= Abu al-Bayan ibn al-Mudawwar =

Egyptian court physician

Abu al-Bayan ibn al-Mudawwar (sometimes referred to simply as ibn al-Mudawwar or, erroneously, as Mudawwar) (1101–1184) was a Karaite Jew living in Cairo during the twelfth century. He served as court physician to the last Egyptian Fatimid caliphs and later to Saladin, who pensioned him when he was sixty-three years old. He was replaced in his former position by, among others, Maimonides.

During the twenty years of his retirement his house was crowded with pupils; but he refused to see patients at their homes unless they were his friends. One day he was sent for by the emir Izz ad-Din abu-l-'Asakir Sultan ibn 'Izz ad-Dawla ibn Munqidh (uncle of the historian Usamah ibn Munqidh), who, on his arrival in Egypt, had fallen sick; ibn al-Mudawwar refused to go until requested to do so by al-Qadi al-Fadil, the private secretary of Saladin.

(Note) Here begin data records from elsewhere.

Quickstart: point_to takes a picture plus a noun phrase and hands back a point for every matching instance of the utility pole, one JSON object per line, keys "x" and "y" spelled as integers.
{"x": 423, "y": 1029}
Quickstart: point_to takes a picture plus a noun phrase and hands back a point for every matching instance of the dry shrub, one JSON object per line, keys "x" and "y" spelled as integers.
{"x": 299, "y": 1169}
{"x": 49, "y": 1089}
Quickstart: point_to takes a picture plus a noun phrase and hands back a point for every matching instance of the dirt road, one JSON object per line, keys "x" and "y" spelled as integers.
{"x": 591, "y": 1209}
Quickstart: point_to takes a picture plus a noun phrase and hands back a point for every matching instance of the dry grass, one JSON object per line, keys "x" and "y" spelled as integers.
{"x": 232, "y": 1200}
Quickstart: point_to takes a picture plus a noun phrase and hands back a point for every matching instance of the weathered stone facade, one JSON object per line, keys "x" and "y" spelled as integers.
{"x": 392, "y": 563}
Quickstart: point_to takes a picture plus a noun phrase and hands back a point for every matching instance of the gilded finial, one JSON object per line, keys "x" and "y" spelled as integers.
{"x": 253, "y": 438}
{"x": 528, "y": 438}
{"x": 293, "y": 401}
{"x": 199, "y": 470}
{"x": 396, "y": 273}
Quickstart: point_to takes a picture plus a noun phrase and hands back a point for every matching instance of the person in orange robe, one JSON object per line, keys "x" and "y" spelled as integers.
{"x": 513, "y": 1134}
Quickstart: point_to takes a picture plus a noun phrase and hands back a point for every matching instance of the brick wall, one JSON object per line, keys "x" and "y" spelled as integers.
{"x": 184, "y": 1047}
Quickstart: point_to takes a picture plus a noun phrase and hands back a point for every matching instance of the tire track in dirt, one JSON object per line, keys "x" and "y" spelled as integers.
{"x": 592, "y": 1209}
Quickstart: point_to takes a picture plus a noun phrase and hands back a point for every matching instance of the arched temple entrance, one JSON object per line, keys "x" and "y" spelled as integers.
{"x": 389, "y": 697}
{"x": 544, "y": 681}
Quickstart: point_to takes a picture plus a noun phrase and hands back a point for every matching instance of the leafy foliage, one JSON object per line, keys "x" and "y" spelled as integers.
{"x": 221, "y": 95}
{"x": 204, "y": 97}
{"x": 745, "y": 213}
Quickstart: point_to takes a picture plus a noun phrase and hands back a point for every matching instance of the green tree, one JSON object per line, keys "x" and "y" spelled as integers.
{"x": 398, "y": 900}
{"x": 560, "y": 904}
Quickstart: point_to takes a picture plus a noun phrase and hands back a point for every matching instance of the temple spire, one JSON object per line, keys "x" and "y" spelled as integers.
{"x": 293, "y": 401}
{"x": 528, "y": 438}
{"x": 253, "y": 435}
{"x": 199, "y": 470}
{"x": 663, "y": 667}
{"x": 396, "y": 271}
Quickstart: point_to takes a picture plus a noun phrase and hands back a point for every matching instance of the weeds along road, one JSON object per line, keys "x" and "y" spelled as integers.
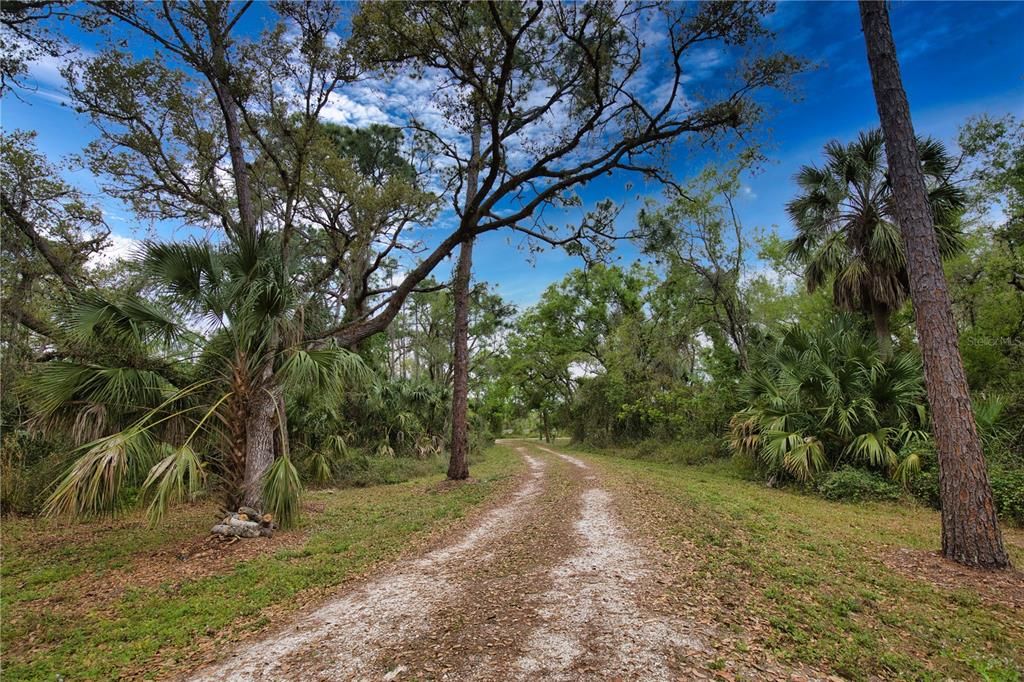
{"x": 549, "y": 583}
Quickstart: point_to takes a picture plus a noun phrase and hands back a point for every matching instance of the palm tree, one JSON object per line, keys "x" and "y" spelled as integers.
{"x": 817, "y": 398}
{"x": 847, "y": 230}
{"x": 172, "y": 393}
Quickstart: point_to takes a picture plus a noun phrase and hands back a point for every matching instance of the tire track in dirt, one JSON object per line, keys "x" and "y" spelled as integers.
{"x": 341, "y": 639}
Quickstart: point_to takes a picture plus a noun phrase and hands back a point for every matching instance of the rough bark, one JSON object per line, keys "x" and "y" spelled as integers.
{"x": 970, "y": 529}
{"x": 459, "y": 464}
{"x": 881, "y": 313}
{"x": 260, "y": 426}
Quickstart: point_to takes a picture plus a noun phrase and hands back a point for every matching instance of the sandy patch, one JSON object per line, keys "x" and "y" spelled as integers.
{"x": 342, "y": 639}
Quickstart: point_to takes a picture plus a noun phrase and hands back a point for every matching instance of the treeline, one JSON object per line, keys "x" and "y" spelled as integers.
{"x": 242, "y": 363}
{"x": 802, "y": 364}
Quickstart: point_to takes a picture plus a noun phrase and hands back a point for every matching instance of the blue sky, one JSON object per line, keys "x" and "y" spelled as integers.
{"x": 958, "y": 59}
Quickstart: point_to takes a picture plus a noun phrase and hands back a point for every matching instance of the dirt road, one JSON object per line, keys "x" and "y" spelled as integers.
{"x": 549, "y": 584}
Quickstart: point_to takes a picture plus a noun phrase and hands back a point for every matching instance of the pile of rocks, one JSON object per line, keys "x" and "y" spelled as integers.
{"x": 247, "y": 522}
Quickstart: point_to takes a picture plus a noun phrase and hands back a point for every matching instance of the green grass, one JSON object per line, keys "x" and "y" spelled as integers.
{"x": 51, "y": 626}
{"x": 811, "y": 570}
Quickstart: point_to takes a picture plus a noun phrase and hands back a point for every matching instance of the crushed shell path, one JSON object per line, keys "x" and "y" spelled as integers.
{"x": 556, "y": 552}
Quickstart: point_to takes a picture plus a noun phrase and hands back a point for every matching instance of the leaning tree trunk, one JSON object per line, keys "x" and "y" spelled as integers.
{"x": 882, "y": 313}
{"x": 459, "y": 464}
{"x": 970, "y": 529}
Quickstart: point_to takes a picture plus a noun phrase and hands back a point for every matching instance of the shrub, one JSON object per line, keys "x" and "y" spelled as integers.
{"x": 29, "y": 466}
{"x": 925, "y": 487}
{"x": 851, "y": 484}
{"x": 821, "y": 395}
{"x": 1008, "y": 492}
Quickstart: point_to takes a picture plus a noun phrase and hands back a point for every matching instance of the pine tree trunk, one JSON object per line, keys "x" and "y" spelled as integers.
{"x": 459, "y": 464}
{"x": 882, "y": 314}
{"x": 970, "y": 529}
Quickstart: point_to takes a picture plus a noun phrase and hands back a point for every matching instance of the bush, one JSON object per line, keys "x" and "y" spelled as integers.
{"x": 851, "y": 484}
{"x": 29, "y": 466}
{"x": 925, "y": 487}
{"x": 1008, "y": 492}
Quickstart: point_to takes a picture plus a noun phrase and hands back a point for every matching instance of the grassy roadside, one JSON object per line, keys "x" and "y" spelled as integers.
{"x": 113, "y": 599}
{"x": 851, "y": 589}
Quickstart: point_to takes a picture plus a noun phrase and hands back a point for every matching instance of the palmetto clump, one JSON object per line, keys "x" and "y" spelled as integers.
{"x": 820, "y": 398}
{"x": 179, "y": 391}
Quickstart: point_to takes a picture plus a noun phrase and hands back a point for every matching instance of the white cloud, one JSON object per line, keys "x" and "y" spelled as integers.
{"x": 119, "y": 248}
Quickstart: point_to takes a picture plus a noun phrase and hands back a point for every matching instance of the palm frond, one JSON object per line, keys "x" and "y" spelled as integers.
{"x": 283, "y": 492}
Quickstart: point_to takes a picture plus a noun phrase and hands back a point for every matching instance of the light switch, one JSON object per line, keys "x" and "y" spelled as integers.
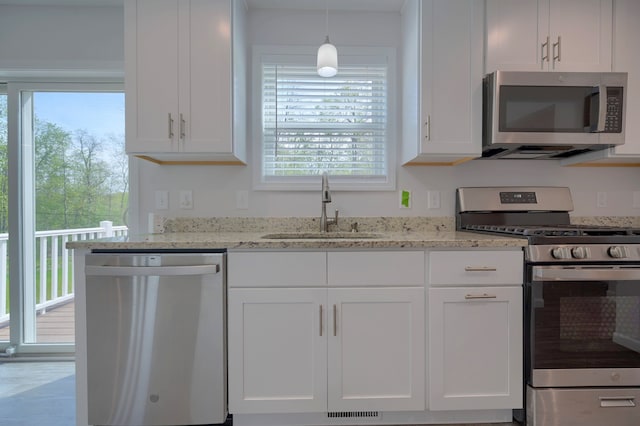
{"x": 162, "y": 200}
{"x": 186, "y": 199}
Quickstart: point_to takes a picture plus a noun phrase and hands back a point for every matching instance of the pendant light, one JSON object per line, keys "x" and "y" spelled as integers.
{"x": 327, "y": 53}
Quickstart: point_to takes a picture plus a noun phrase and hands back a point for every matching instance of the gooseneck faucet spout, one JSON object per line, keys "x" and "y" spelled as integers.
{"x": 326, "y": 198}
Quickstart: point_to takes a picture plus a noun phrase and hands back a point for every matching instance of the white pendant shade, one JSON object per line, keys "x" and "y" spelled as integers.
{"x": 327, "y": 59}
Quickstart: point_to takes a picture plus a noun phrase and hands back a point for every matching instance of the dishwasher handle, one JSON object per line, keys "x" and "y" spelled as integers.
{"x": 123, "y": 271}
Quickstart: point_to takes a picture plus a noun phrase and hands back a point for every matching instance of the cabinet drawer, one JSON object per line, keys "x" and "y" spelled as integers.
{"x": 475, "y": 267}
{"x": 277, "y": 269}
{"x": 388, "y": 268}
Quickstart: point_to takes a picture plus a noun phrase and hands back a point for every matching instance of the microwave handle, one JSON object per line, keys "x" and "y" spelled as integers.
{"x": 599, "y": 101}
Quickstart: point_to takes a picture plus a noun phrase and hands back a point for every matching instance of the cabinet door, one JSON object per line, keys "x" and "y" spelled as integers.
{"x": 515, "y": 33}
{"x": 376, "y": 349}
{"x": 277, "y": 350}
{"x": 205, "y": 78}
{"x": 580, "y": 35}
{"x": 151, "y": 70}
{"x": 555, "y": 35}
{"x": 475, "y": 348}
{"x": 451, "y": 77}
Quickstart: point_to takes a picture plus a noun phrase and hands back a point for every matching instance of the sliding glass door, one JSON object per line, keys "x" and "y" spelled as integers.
{"x": 71, "y": 177}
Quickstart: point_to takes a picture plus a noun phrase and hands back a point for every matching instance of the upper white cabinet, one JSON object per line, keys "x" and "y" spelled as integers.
{"x": 625, "y": 59}
{"x": 442, "y": 81}
{"x": 554, "y": 35}
{"x": 185, "y": 80}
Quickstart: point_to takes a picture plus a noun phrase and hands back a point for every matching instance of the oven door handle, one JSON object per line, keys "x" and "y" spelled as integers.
{"x": 585, "y": 273}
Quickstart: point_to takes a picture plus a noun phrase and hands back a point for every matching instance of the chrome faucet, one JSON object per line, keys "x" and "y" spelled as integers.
{"x": 326, "y": 198}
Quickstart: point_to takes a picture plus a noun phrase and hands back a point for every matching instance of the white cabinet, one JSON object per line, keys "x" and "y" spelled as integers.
{"x": 277, "y": 350}
{"x": 442, "y": 81}
{"x": 475, "y": 340}
{"x": 328, "y": 347}
{"x": 475, "y": 330}
{"x": 182, "y": 99}
{"x": 625, "y": 59}
{"x": 376, "y": 349}
{"x": 554, "y": 35}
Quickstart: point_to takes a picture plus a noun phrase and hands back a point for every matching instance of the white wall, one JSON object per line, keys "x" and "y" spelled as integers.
{"x": 74, "y": 38}
{"x": 61, "y": 38}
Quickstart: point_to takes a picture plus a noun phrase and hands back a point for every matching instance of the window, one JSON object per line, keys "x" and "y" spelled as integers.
{"x": 310, "y": 124}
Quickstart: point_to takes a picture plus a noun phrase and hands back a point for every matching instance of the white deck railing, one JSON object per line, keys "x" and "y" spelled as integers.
{"x": 55, "y": 264}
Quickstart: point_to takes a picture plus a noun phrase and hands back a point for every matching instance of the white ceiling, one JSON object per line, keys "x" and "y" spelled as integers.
{"x": 370, "y": 5}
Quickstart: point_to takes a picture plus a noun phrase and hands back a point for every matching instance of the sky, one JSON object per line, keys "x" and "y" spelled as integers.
{"x": 98, "y": 113}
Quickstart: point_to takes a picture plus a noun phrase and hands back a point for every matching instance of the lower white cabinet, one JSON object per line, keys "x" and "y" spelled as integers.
{"x": 277, "y": 350}
{"x": 475, "y": 348}
{"x": 327, "y": 348}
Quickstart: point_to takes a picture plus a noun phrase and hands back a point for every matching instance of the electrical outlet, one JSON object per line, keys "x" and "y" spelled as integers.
{"x": 242, "y": 200}
{"x": 162, "y": 200}
{"x": 433, "y": 199}
{"x": 405, "y": 199}
{"x": 186, "y": 199}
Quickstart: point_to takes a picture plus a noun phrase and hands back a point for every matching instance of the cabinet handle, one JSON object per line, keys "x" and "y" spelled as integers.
{"x": 617, "y": 401}
{"x": 545, "y": 46}
{"x": 335, "y": 320}
{"x": 428, "y": 125}
{"x": 556, "y": 48}
{"x": 182, "y": 127}
{"x": 170, "y": 126}
{"x": 480, "y": 296}
{"x": 480, "y": 269}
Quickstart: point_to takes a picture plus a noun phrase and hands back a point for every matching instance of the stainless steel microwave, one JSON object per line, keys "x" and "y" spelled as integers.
{"x": 547, "y": 115}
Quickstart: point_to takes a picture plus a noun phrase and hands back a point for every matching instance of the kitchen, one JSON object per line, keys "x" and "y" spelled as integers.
{"x": 356, "y": 28}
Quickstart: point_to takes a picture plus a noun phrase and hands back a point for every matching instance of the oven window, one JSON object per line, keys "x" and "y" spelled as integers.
{"x": 585, "y": 324}
{"x": 544, "y": 109}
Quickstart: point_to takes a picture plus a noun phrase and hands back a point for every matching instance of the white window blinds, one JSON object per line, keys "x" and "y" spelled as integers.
{"x": 312, "y": 124}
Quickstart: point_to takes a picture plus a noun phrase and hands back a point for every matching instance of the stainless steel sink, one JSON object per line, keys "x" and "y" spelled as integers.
{"x": 320, "y": 235}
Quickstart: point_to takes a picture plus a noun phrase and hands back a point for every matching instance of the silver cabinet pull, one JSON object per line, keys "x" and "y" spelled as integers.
{"x": 428, "y": 126}
{"x": 556, "y": 49}
{"x": 480, "y": 269}
{"x": 545, "y": 46}
{"x": 335, "y": 320}
{"x": 480, "y": 296}
{"x": 617, "y": 401}
{"x": 170, "y": 126}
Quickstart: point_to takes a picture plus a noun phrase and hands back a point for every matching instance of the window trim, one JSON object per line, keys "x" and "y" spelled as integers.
{"x": 356, "y": 55}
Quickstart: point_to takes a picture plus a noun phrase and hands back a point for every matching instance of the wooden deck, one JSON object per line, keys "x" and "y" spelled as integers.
{"x": 54, "y": 326}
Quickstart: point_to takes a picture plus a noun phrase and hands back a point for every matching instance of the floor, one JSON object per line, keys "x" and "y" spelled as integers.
{"x": 43, "y": 394}
{"x": 37, "y": 394}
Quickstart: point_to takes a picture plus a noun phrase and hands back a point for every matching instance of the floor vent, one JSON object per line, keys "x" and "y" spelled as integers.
{"x": 352, "y": 414}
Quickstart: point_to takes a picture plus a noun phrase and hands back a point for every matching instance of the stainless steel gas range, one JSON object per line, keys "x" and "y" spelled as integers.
{"x": 581, "y": 305}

According to ibn Abi Usaibi'a, ibn al-Mudawwar left works on medical subjects, but they are no longer extant.

==Resources==
- Kohler, Kaufmann and M. Seligsohn. "Mudawwar, Abu al-Bayan ibn al-". Jewish Encyclopedia. Funk and Wagnalls, 1901–1906; which gives the following bibliography:
  - Ibn Abi Uṣaibi'a, Kitab 'Uyun al-Anba fi Tabaḳat al-Aṭibba, ed. Aug. Müller. ii. 115, Königsberg, 1884;
  - Eliakim Carmoly, in Revue Orientale, i. 404.